Mindestens so entscheidend wie die Frage, wofür man kämpft, ist bei einer politischen Willenskundgebung das Problem, mit wem man sich verbündet. Dieselbe partielle Überzeugung in der Sache wird, von einem anderen ausgesprochen, allzu schnell eine andere. Manches sei doch vernünftig? Wer so denkt, versteht nicht, dass selbst kleinste vernünftige Einsichten im Kontext von grölendem Hass, gewaltbereiter Wut und aufrührerischer Hetze weder Vernunft noch Einsichtigkeit behalten, sondern sich in kaltes Ressentiment verwandeln. Die reine Gegnerschaft lässt sich allzu leicht instrumentalisieren von Gestaltungskräften, mit denen am Ende keiner sich hatte gemein machen wollen. Im Jahr 1927, in einer Zeit, da sich viel Unzufriedenheit aufgestaut hatte, schrieb Paul Valéry: „Die Erfüllung unserer Sehnsüchte entfernt uns nicht immer von unserem Untergang.“*

* Paul Valéry, Notizen über Größe und Niedergang Europas, in: Werke 7, 169

Geschmacksache

Am Ende eines üppigen Mahls stehen die Teller blank auf dem Tisch, kein versteckter Rest liegt am Porzellanrand, nichts ist von der Beilage übriggeblieben. Der Kellner kommt, um abzuräumen, und – stellt die obligatorische Frage: „Hat es geschmeckt?“ „Das sehen Sie doch“, brummt der Gast, erkennbar angefasst. Ihn strengt es seit vielen Jahren zunehmend an, auf die überflüssigste aller Floskeln höflich zu antworten.
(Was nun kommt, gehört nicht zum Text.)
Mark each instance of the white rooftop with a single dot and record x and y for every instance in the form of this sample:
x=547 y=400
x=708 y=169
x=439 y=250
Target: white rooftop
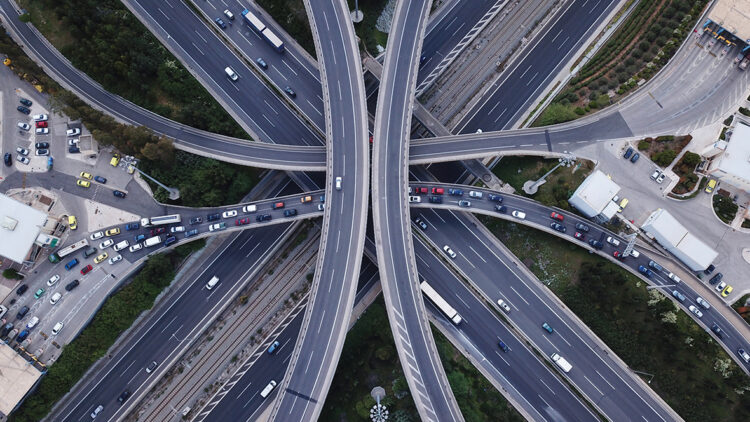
x=20 y=225
x=736 y=158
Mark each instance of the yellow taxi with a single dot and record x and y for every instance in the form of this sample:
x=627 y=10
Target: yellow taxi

Was soll er denn erwidern: dass er tagelang zuvor nichts gegessen hat und er deswegen alles, gleich welcher Qualität, verschlungen habe; dass seine Geschmacksnerven, durch eine Krankheit verursacht, nur noch Bitterstoffe meldeten; dass er sich so angeregt unterhalten hat, weshalb er überhaupt nicht einmal beachtet habe, was er da isst? „Das kann ich gar nicht sehen“, erwidert der Ober trocken. „Wieso? Der Teller ist doch leer, fast geleckt?“ „Entschuldigen Sie, aber ich kann dennoch nicht wissen, ob es Ihnen geschmeckt hat. Ich frage nach einem Urteil, nicht nach einem Faktum.“ „Bitte?“ „Das, was offensichtlich ist, gibt keine Auskunft darüber, was ich der Küche gern weitergäbe.“ „Das verstehe ich nicht“; der Gast zuckt mit den Achseln. Der Kellner wird leicht ungeduldig. „Nicht Ihr voller Magen entscheidet darüber, wie das Kabeljaufilet mit der Estragon-Senf-Sauce harmoniert. Sondern Ihre Zunge. Und die ist näher am Hirn. Nur das würde ich gern erfahren: eine Einschätzung, das Wort zur Ware.“ „Ganz schön anstrengend“, antwortet der Mann am Tisch. „Nicht das Essen, nicht das Urteil. Aber unser Dialog. Ich brauche jetzt erst einmal einen Aquavit, nicht um meinen Bauch aufzuräumen, sondern meinen Kopf. Bitte!“ „Dann hat es Ihnen also nicht geschmeckt. Sie brennen sich doch alle feinen Unterschiede weg.“ „Das können Sie doch gar nicht wissen“, reagiert der Gast knapp.